Now that it's the last day of October it feels like the long haul of winter is upon us - long days spent indoors with more time for reflection and contemplation.
It occurs to me that certain activities are particularly rich sources for the vernacular; war comes to mind - think "nosedive", "SNAFU"and "blitz"(krieg) from WWII, "brainwashing" from the Korean War and the Gulf War gave us "collateral damage". All these terms have entered the lexicon and are used in non-military contexts, understood by all. Another fertile area, more for proverbs and idioms, is agriculture. Like the military terms, they were rather literal originally, but have been transformed over time to have much more general applications quite separate from their agrarian origins.
At the beginning of each gardening season, as I turn the soil and then plant row after row of seeds, I am reminded of how I'm supposed to "reap what I sow". And my response is "if only". Take the hotboxes for example. After constructing them, filling them with manure, soil and compost, raising the peppers and eggplants from seed and finally transplanting them, it was almost all for nought. The chipmunks have had a population explosion. And they decided they had discovered their own personal "low hanging fruit" in the hotboxes. Virtually all the plants were gnawed off at the surface. I'm not one to "cry over spilt milk". So I wondered if I could reinvent the hotboxes as cold frames - may as well "kill two birds with one stone". A couple of weeks ago I planted them with dozens of lettuce seedlings and covered the tops with old windows. Last weekend I saw that the chipmunks had dug new burrows in front of the hotboxes and then tunnelled up right through them to the surface and eaten all the lettuces. It was definitely time to wage war! But I know that's a little like "shutting the barn door after the horses are out".
Since no pesticides, insecticides or herbicides are used in the garden it may seem a little inconsistent to some that I want to reduce my surplus chipmunk population. I suspect these same people may have no problem with getting rid of slugs and earwigs or even setting mouse traps. While it may have been more prudent to keep my lethal intentions to myself "I may as well be hanged for a sheep as a lamb".
The hotboxes were not a success but this season did have some triumphs - it was a great year for tomatoes and beans. Greens were difficult all spring and summer but finally did well this fall. I've gardened long enough to know every year is different and "you can never count your chickens before they hatch".
The CSA is not my only source of income - I could "never put all my eggs in one basket".
When I'm wearing my other hat as a private music teacher, my students will occasionally play something at an unbearably slow tempo. I often tell them it is "as slow as molasses in January". Never having heard the expression they both get the point and, rather than taking offence, are often amused. I guess "you can catch more flies with honey than vinegar".

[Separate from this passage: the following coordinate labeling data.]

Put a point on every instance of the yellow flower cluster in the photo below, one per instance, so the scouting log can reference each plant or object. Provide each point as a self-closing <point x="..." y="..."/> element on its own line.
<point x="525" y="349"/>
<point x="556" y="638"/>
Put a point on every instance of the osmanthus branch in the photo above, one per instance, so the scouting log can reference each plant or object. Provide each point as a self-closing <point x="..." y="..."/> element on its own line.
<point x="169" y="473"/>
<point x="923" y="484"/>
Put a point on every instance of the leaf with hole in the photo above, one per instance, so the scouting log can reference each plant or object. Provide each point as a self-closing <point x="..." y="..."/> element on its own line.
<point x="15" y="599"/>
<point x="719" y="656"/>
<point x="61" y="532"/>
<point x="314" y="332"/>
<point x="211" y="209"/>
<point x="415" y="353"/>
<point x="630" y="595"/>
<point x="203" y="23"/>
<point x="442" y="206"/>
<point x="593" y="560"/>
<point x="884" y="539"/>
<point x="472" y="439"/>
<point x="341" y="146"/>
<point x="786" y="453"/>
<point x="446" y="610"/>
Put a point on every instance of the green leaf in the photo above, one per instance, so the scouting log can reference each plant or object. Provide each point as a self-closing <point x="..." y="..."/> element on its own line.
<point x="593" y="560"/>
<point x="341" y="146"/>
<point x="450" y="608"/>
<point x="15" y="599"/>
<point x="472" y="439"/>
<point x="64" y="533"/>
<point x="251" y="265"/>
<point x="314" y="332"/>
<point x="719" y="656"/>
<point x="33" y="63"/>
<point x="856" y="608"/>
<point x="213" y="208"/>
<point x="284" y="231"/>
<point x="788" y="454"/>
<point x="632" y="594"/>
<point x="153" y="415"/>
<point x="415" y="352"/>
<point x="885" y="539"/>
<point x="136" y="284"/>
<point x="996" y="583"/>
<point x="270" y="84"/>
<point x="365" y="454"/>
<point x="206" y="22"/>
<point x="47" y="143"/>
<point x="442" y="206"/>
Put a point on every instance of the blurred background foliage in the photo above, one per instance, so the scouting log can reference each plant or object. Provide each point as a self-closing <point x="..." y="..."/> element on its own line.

As I look out the window and see all the rain and remember the halcyon days of summer, I forget the heat and drought, the aches and pains, the disappointments and frustrations. I guess "faraway pastures are always greener".
I'm thinking that all this rain has given me a bit of cabin fever and made me a little silly. I'm wondering if other people may feel the same. I guess I'm hoping that "what's good for the goose is good for the gander".
Oh well, all is just "grist for the mill"...
Trick or Treat ! (Not sure it's either - but as my mother says, "Nothing ventured, nothing gained".)